Advertisement


How many variables can I represent graphically before losing clarity?


Question

Let's see if I can explain this graphical economy question I have correctly. I'm new to the field and it's worth mentioning this is pure curiosity, and my examples are - as you will be able to tell soon - completely made up.

How many variables can I represent graphically before my graph loses communication quality? Supposing my audience is, for example, Sunday newspaper readers.

Suppose I have this set: Weight (x) / Age (y), and two individuals: Jane, 10yo, 30kg; and Joe, 20yo, 60kg. The graphical representation could be something like this:

enter image description here enter image description here

Now, I know I can add another variable using the size of the circles, so if I want to add a representation for how many burgers Jane and Joe eat a week (10 and 20, respectively), I could have something like:

enter image description here enter image description here

And I can even use shape or color + size to add a fourth variable, for example if they eat more cheeseburgers than beef burgers (limitation here is that the type of burger is a boolean, with only two possible values), but anyway:

enter image description here enter image description here

And this where I think it starts to get messy. Adding shapes to the combo to represent a fifth variable would risk the 'ease-of-comprehension' of the graph. When I look at the graph, my (particular) brain only processes maybe 2 or 3 variables, no more. Do they eat combo or just burgers, for example?:

enter image description here enter image description here

I thought of maybe a 3rd dimension, but that would look just terrible. I might be thinking about this in the complete wrong way, and chances are I am missing something quite obvious here that I cannot grasp (for example, if trying to represent more than 3 or 4 variables is just wrong as a practice), but back to my question(s):

  • Is 4 (maybe 5 if the graph is very simple like mine) a reasonable number for maximum variables represented at the same time in a two axis chart?

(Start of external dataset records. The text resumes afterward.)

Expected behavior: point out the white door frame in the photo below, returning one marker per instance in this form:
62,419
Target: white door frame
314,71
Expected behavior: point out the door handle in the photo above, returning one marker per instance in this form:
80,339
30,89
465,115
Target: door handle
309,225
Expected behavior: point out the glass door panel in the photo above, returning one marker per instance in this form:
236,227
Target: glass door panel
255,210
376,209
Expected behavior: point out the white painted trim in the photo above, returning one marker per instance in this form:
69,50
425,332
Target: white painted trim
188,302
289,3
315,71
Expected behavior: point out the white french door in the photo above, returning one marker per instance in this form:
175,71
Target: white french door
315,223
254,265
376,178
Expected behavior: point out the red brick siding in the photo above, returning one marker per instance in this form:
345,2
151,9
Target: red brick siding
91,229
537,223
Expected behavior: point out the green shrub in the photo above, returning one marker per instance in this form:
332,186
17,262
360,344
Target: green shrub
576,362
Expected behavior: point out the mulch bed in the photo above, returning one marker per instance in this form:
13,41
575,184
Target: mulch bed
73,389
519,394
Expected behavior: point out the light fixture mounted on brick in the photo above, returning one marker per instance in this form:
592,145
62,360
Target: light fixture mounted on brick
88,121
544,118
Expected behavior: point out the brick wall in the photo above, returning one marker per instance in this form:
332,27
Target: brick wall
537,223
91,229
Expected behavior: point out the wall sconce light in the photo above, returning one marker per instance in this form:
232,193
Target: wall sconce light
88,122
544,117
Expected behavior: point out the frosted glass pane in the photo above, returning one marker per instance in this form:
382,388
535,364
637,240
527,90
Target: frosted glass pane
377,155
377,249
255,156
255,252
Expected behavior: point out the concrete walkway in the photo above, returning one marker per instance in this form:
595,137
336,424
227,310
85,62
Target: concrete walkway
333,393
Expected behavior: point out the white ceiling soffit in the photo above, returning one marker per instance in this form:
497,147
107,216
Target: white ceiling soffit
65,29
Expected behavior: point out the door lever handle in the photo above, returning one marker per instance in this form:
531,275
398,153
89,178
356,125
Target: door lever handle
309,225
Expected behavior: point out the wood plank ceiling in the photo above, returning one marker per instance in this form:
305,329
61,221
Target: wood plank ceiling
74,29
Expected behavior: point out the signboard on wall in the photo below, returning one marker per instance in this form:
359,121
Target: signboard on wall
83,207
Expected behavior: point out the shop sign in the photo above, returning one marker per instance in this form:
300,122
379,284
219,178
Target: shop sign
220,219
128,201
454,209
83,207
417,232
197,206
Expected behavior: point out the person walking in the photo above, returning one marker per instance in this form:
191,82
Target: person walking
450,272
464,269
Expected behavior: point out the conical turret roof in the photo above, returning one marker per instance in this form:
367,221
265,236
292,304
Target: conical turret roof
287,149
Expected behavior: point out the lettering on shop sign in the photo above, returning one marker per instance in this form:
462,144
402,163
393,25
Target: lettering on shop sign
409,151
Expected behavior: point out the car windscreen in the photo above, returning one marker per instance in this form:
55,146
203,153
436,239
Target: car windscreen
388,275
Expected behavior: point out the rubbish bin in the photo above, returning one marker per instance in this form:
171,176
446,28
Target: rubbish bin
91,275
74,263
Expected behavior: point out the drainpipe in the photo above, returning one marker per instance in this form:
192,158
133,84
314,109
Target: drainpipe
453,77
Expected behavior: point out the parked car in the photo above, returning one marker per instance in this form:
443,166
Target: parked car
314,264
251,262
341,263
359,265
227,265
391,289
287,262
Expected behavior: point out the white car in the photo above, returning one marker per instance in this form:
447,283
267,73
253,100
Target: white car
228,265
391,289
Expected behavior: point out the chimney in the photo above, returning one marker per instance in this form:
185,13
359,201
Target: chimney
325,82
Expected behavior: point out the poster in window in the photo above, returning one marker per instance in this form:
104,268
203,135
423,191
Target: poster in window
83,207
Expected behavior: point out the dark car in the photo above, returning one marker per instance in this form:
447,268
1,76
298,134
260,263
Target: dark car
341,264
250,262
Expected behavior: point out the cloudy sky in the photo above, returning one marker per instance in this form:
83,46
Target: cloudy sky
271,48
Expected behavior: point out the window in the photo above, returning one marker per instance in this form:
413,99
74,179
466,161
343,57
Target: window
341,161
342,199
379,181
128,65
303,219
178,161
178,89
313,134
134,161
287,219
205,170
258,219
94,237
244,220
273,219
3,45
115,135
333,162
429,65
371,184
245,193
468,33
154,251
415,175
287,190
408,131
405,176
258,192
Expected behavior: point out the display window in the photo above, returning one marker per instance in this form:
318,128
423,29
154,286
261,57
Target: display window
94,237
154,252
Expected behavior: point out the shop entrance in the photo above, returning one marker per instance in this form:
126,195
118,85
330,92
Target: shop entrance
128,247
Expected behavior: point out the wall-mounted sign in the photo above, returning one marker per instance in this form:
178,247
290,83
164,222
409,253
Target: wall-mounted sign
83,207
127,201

  • Are there other graph types that allow for more variables without losing clarity?

  • Is there a good example of a chart that successful represents a large number of variables?

2014/02/20
1
14
2/20/2014 12:51:00 PM

Accepted Answer

Edit III: I found an imensly gorgeous example of multivariable quantitative data visualisation, and had to add it. You will find it under the heading "Edit III (Nobel laureates)".

Edit II: there has been a little misunderstanding, and I have edited to try to clarify how I interpret the intended use of the data. I have replaced two images and added a section "Do you want fries with that?"


Graphics reveal data.

Edward Tufte:

Clutter and confusion are failures of design not attributes of information. Clutter calls for a design solution, not content reduction. Quite often, the more intense the detail, the greater clarity and understanding, because meaning and reasoning are relentlessly CONTEXTUAL. Less is a bore.

Why do we visualise data?

  • Tools for thinking
  • To show the result of intense seeing
  • To understand a problem, to make a decision
  • Show comparisons, show causality
  • Provide reasons to believe

How?

  • show the data
  • induce the viewer to think about the substance rather than about methodology, graphic design, the technology of graphic production or something else
  • avoid distorting what the data have to say
  • present many numbers in a small space
  • make large data sets coherent
  • encourage the eye to compare different pieces of data
  • reveal the data at several levels of detail, from a broad overview to the fine structure.
  • serve a reasonably clear purpose: description, exploration, tabulation or decoration.
  • be closely integrated with the statistical and verbal descriptions of a data set.

A few definitions:

Data:

is generally thought of as "stuff that is sorted in databases". This can of course be numbers, images, sound, video etc. Data is what is collectable, often quantitative. In its rawest form it is hard to digest; just walls of digits. You know; the Matrix. Generally speaking, we do not have massive databases consisting of zeros, for all the stuff we do not have, even if sometimes the stuff we do not have are the stuff that are the most informative. So to see what we do not have, we need to visualise what we do have.

Information:

is what you can extract from data. By displaying data somehow, we can glean information. One of the examples I often use, is that if I give you a list of the countries of the world and tell you that two are missing, it is highly unlikely that you will find them based on that list. However, if I display this by colouring all the countries I have on a map, you will instantly see I have omitted the the Central African Republic and New Caledonia. This is "reducing noise" and telling a story in the most effective way possible.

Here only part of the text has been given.